Lean Output
Dramatically reduces output tokens by stripping fluff while keeping every bit of technical signal. Three intensity levels adapt to context and user preference.
When to Use
- User requests concise, terse, brief, or compact responses
- Token budget is constrained (long context, high-frequency agent calls)
- User activates with “lean”, “lean-output”, or specifies a mode (lite/full/ultra)
- Speed matters and shorter responses preserve full accuracy
Don’t use for:
- Explanations to non-technical users where full prose aids comprehension
- Documentation or user-facing content requiring complete sentences
- Creative writing where style is the requirement
Critical Patterns
✅ REQUIRED [CRITICAL]: Technical Accuracy Is Non-Negotiable
Strip grammar, not precision. A compressed response must be 100% technically correct. If compression would remove a constraint, caveat, or safety note — keep it.

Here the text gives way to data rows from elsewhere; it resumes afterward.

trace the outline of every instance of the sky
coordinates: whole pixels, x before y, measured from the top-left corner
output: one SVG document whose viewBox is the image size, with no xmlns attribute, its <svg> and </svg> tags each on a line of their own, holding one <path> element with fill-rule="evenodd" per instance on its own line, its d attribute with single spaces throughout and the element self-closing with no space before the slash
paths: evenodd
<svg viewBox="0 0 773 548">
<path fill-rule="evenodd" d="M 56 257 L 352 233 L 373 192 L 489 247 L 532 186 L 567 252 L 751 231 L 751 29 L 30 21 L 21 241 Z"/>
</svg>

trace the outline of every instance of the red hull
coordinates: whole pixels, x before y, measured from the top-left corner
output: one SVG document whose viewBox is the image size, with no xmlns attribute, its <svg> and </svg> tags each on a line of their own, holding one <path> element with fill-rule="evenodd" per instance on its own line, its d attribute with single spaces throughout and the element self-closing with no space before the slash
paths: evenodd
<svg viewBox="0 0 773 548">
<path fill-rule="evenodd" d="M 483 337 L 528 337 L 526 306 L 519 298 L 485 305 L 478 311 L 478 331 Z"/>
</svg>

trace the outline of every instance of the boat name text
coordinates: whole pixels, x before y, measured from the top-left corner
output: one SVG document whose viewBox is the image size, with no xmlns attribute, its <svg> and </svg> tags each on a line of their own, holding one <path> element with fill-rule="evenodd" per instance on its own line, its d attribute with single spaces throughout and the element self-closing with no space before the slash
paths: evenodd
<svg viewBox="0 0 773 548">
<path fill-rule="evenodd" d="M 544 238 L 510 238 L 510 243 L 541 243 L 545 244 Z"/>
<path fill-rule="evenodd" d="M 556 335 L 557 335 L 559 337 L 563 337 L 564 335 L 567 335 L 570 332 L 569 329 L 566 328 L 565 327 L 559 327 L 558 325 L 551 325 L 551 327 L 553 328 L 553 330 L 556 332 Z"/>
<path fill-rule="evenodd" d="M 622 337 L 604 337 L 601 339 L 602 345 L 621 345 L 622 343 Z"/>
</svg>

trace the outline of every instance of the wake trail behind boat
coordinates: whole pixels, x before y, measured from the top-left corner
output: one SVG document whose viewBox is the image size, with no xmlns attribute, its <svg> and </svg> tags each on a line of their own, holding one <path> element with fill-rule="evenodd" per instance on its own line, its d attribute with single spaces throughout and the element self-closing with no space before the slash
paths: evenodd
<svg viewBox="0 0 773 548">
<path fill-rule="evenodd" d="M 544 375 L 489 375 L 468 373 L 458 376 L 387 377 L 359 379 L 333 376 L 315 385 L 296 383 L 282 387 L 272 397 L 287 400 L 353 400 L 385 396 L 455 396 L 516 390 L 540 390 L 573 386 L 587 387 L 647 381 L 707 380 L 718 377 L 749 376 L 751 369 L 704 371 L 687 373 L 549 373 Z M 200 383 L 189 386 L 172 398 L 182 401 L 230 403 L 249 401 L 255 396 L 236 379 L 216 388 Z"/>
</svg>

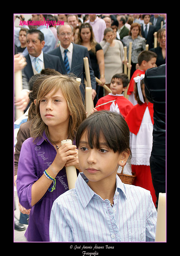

// ✅ CORRECT — shorter but accurate
Use async/await. Catch errors at boundary, not inside loop.
// ❌ WRONG — stripped a constraint
Use async/await.
✅ REQUIRED: Apply the Correct Mode
Three modes applied consistently until user changes them:
| Mode | What is removed | Target reduction | Style |
|---|---|---|---|
| lite | Pleasantries, hedging, filler, preamble | ~30% | Professional, full sentences |
| full | Articles, connectors, verbose phrasing, transitions | ~60% | Telegraphic fragments |
| ultra | All optional words, conjunctions; abbreviations used | ~80% | Pure signal |
Default when user just says “be concise” or activates the skill without specifying: full.
// Original (~22 tokens)
"You should really make sure to add error handling to the function."
// lite (~12 tokens) — strip filler/hedging, keep sentences intact
"Add error handling to the function."
// full (~8 tokens) — strip articles/connectors, use fragments
"Add error handling. Function scope."
// ultra (~5 tokens) — abbreviations, drop all optional structure
"Add err handling. fn scope."
✅ REQUIRED: Technical Elements Pass Through Unchanged
Code blocks, file paths, URLs, CLI commands, variable names, type names — never compress or abbreviate these regardless of mode.
// ✅ CORRECT
Run: npm run build --watch
// ❌ WRONG
Run: npm r b --w
❌ NEVER: Strip Precision or Safety Caveats
Never omit constraints, warnings, or correctness conditions to save tokens.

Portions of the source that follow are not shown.